We got back to Cowboy Dave and Linda’s “High Lonesome Ranch” about 5pm, which was cow feeding time. Cowboy Dave told Pilot Dave it was time to get to work and that he should go get Bob to feed the cows. Bob is Cowboy Dave’s tractor. Pilot Dave was like a little kid at Christmas. He hopped up on the tractor and drove it to the barn where Cowboy Dave and I climbed up in the loft and loaded the bucket with hay bales. Pilot Dave then drove the tractor out into the field and to the round feeder. We unloaded the bales and spread them according to Cowboy Dave’s direction. Hay around the outside, alfalfa in the center and on top, so the cows think they are getting all the good stuff (alfalfa) and not just plain old hay.
Then, Cowboy Dave called his cows, “HEYYYYAAAA, HUP HUP, HEYAAAA, HUP HUP!!” His call was as loud as you could imagine; his voice carried over the fields and pretty soon there was a line of cows running toward the feeding pasture, answering his call and looking for supper! What a spectacular day!
Our spirits were high, and as we arrived back at our campsite at dusk, we had the usual welcoming committee of 6 beautiful deer. They watched us pull into the drive next to the camper and just kept eating. They are not afraid of us, and actually looked at us as if we may have some potential in feeding them something in the future.
It was cold that night. Dave drained the water lines to ensure we didn’t have any pipe blow outs as the temps dipped into the high 20’s. Happy Camper did great. The heater worked well and we woke up comfortable and safe for another beautiful Black Hills Morning…..even though it is Monday, we are looking forward to getting to work!
Well we are leaving Florida at the end of March! We tried to find a decent rental for a couple of months but the places we looked at were not all that great. Plus, moving all of our stuff into storage here only to move everything out and back into a U-Haul, drive to South Dakota and put back in storage just didn’t seem like a good idea. So, we are trying to get everything ready and rent the truck on March 28th, have two full days for loading and then give the house a good cleaning. Then we close on the house on the 31st and head out of town!
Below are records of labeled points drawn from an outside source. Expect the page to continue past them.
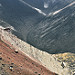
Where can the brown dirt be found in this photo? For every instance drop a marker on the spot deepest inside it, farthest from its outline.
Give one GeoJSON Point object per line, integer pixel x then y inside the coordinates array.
{"type": "Point", "coordinates": [20, 63]}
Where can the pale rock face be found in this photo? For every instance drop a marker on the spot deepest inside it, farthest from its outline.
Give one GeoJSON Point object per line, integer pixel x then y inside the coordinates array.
{"type": "Point", "coordinates": [61, 64]}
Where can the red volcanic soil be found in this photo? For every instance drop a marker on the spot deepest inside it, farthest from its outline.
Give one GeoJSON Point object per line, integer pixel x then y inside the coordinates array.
{"type": "Point", "coordinates": [17, 63]}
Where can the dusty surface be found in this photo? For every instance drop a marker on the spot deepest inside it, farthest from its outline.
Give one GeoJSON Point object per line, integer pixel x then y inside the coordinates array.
{"type": "Point", "coordinates": [20, 63]}
{"type": "Point", "coordinates": [62, 64]}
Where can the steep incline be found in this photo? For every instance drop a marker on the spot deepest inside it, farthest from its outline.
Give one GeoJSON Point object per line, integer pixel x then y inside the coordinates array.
{"type": "Point", "coordinates": [17, 63]}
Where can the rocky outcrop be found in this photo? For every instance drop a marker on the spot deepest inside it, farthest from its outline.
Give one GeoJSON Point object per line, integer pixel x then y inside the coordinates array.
{"type": "Point", "coordinates": [62, 64]}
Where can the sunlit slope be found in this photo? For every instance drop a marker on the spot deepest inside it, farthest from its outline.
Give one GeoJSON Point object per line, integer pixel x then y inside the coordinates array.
{"type": "Point", "coordinates": [55, 33]}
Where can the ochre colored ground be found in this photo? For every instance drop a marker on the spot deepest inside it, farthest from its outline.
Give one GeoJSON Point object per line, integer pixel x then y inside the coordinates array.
{"type": "Point", "coordinates": [20, 63]}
We are looking at the possibility of workamping in Custer this spring through summer. If you’ve never heard of the term, “workamping”, neither had we. It turns out lots of campgrounds and RV parks place ads for couples to work a certain amount of hours per week in exchange for full hookups. The place we are looking at offers free electric, water, cable tv, sewage hookup, and wifi in exchange for 26 hours of work per week, per couple. So we each work 13 hours and they make sure we have the same days off. In the height of tourist season the rate is around $40 per night so this is a great opportunity. We will still have plenty of time to visit the property during construction and help out when Todd lets us.
For now we are searching Craig’s List for a RV in the Rapid City area that’s in our budget. Once we arrive in South Dakota the first week of April we’ll need a place to stay for a few days in order to get the truck unloaded, find and RV and move it to a location we can stay for several months.